朱自清散文《春》的诗味特征新论

作者: 李多

摘要:《春》自问世以来的“散文名作”地位,致使我们窄化了其解读视角。统编版语文教材关于“诗味”的学习提示让我们意识到,《春》的解读被禁锢在了“散文里”。通过考究朱自清诗人、古典文学研究者的身份及作家个人风格可发现,《春》的诗味特征存在其固有的合理性。在形式层面,《春》的格式、声律和用语均具有现代新诗的特征;在内容层面,《春》运用了诸多具有古典诗韵的意象,使得该文建构的春图展现出画面美,而又创造着画外之境生发出了意境美;在意蕴层面,《春》诗意浓厚,即这幅春景图除颂春外更是作者内心世界的写照。以诗解《春》让我们意识到,该文能够历久传诵,或许正得益于其浓郁的诗味特征,及其背后蕴藏的与中国传统文化难以割裂的情感内蕴。

关键词:朱自清;《春》;诗味;以诗解文

朱自清创作于1933年的《春》最初见于《初中国文读本》[1],是以“范文”身份出现的一部“应邀之作”[2],其目的就是为中学生读散文、写散文作例。该文历来被视为写景抒情的散文名作,相关解读也多从此角度入手对其进行多方位阐释。其结构布局、行文构思、遣词造句等各方面,在其诞生后的九十年里历来为人称道,实现了其“作例”的初衷。然而早在1935年郁达夫就曾指出:“朱自清虽则是一个诗人,可是他的散文仍能满贮着那一种诗意。”[3]这一话语指出了朱自清散文的诗意特征,为后续沈从文等大批作家、学者关注朱自清散文的诗味提供了一个创建性指引。但详考《春》的相关研究和教学成果后可以发现,《春》的诗意解读往往浮于表层,以至于统编版语文教材特别在学习提示中谈到这篇课文“富有童趣,又带有诗的味道”[4],但自2016年统编版语文教材发布使用至今,关于《春》诗味特征的有力阐释仍付诸阙如。因此笔者不揣冒昧,试论述散文《春》的诗味特征。

一、《春》具有现代新诗般的形式

作者的情感思想蕴藏在作品中,以文字为媒介传达给读者。作者遣词造句的过程构成作品的形式层,使读者从最表层就能获得感官上的美感体验,从而由表及里地浸润在作者的情思里。因此笔者从涌动着浓郁诗意的文字表面切入,探解散文《春》的诗味。

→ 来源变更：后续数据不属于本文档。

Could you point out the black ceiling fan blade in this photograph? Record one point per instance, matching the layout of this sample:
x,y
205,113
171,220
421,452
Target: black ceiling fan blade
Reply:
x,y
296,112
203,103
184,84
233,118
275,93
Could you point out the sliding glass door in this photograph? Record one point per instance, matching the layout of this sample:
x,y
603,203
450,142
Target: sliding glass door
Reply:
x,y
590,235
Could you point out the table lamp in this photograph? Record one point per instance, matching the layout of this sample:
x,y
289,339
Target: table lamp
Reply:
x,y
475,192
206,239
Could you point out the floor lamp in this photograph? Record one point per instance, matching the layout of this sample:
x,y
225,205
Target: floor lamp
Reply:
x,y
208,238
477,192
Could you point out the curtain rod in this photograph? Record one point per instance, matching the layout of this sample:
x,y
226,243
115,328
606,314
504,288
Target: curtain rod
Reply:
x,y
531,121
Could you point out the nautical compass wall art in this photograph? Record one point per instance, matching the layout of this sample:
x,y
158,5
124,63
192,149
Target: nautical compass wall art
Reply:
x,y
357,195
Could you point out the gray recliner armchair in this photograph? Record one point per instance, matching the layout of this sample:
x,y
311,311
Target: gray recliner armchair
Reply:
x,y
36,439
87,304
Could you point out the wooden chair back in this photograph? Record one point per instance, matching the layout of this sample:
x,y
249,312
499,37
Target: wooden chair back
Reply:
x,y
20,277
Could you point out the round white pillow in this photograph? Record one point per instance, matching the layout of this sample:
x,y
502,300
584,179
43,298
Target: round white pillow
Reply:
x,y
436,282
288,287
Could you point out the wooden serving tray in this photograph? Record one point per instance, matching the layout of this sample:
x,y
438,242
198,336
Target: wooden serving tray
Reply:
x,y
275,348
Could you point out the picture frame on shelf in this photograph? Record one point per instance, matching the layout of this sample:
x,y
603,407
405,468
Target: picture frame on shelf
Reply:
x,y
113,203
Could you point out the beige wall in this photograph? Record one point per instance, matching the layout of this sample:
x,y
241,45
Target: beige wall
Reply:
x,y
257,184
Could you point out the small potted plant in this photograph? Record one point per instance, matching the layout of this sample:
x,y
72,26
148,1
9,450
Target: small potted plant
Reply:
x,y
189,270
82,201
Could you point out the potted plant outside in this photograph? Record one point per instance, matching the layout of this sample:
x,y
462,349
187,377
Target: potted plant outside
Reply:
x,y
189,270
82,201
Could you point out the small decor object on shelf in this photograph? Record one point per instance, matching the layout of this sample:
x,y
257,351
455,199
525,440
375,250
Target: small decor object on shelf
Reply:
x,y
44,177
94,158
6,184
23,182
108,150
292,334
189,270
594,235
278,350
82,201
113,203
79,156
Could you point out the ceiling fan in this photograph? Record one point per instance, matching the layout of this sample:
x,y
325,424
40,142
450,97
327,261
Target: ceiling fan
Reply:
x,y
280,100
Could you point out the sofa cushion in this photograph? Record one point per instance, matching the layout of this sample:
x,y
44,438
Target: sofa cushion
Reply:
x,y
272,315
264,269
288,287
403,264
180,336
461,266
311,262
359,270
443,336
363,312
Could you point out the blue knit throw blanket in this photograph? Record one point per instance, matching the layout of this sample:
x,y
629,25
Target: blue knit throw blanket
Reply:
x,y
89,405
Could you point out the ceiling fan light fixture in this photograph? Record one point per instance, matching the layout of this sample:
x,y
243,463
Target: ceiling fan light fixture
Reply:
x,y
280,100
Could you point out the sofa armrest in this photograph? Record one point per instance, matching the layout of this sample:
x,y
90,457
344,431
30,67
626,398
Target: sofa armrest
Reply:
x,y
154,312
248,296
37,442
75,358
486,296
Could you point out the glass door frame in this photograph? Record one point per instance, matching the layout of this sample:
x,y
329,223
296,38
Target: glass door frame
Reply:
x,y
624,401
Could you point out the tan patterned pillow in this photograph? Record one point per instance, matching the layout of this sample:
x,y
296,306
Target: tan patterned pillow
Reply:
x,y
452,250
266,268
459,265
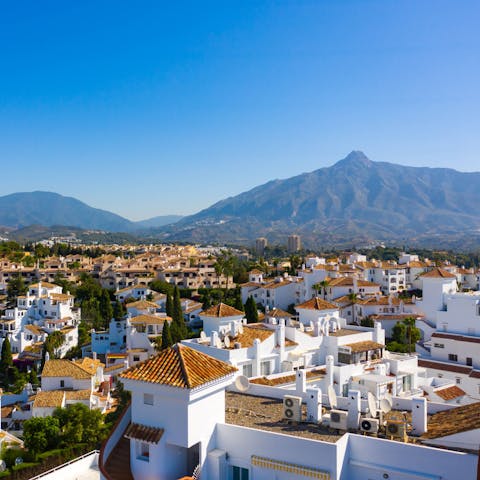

以散文家身份为世人所熟知的朱自清,最初却是以其新诗惊艳文坛。中国新文学史上第一个诗歌团体的建立、第一个诗刊的创办都由他领导。其诗歌造诣深厚,以清新明丽的风格在当时诗坛上自成一家。因而当朱自清转向散文创作时,作品无不包蕴着浓郁诗情。不仅郁达夫曾赞美朱自清文字之诗味,沈从文也言:“散文中具有诗意或诗境。尤以朱先生作品成就为好。”[5]由此观之,《春》中醇厚的诗味得益于他诗歌创作的根基。依据朱自清关于新诗的见解,《春》的格式、声律和用语三方面都具有诗味。

在诗的格式上,朱自清推崇闻一多等人提倡的诗歌“建筑美”的意见,认为诗需做到“节的匀称”和“句的均齐”[6],而《春》的语篇结构就确有“匀称”和“均齐”的特点。以盼春、绘春、颂春三部分构成全篇,主体部分由五幅春图进行展开。内容博而不杂,每段各有其主要写作对象,篇幅行数大致匀称。写作顺序从草到树再到风和雨,视角由低到高、视野从微小到广阔,展现段与段之间层次的清晰和逻辑的严密。春天的画卷在这样的行文布局中缓缓展开,吸引着读者渐入佳境,沉浸式感受语言文字的美。除段落匀称外,句与句间也相对均齐。均齐的要领非在字数,而是“主要在音尺”[7]。正如朱自清在《诗的形式》中的意见:“新诗每行也只该到十个字左右,每行最多五个音节。这里得注重轻音字。如‘我的’的‘的’字,‘鸟儿’的‘儿’字等。这种字不妨作为半个音,可以调整音节和诗行。”[8]《春》的平均句长为21字,但复句的出现频率远高于单句,每小句的平均长度仅7.6字。如“风轻悄悄的,草软绵绵的”[9]一句共十个字,由两个小句组成,包含两个单音尺和两个三音尺,以及两个用以调整语句音节的“的”字。短句形式灵活,便于讲究音尺和意义的配合。在音尺的调节下,每句长短相对均齐,展现了前期新月派诗歌工整的建筑美。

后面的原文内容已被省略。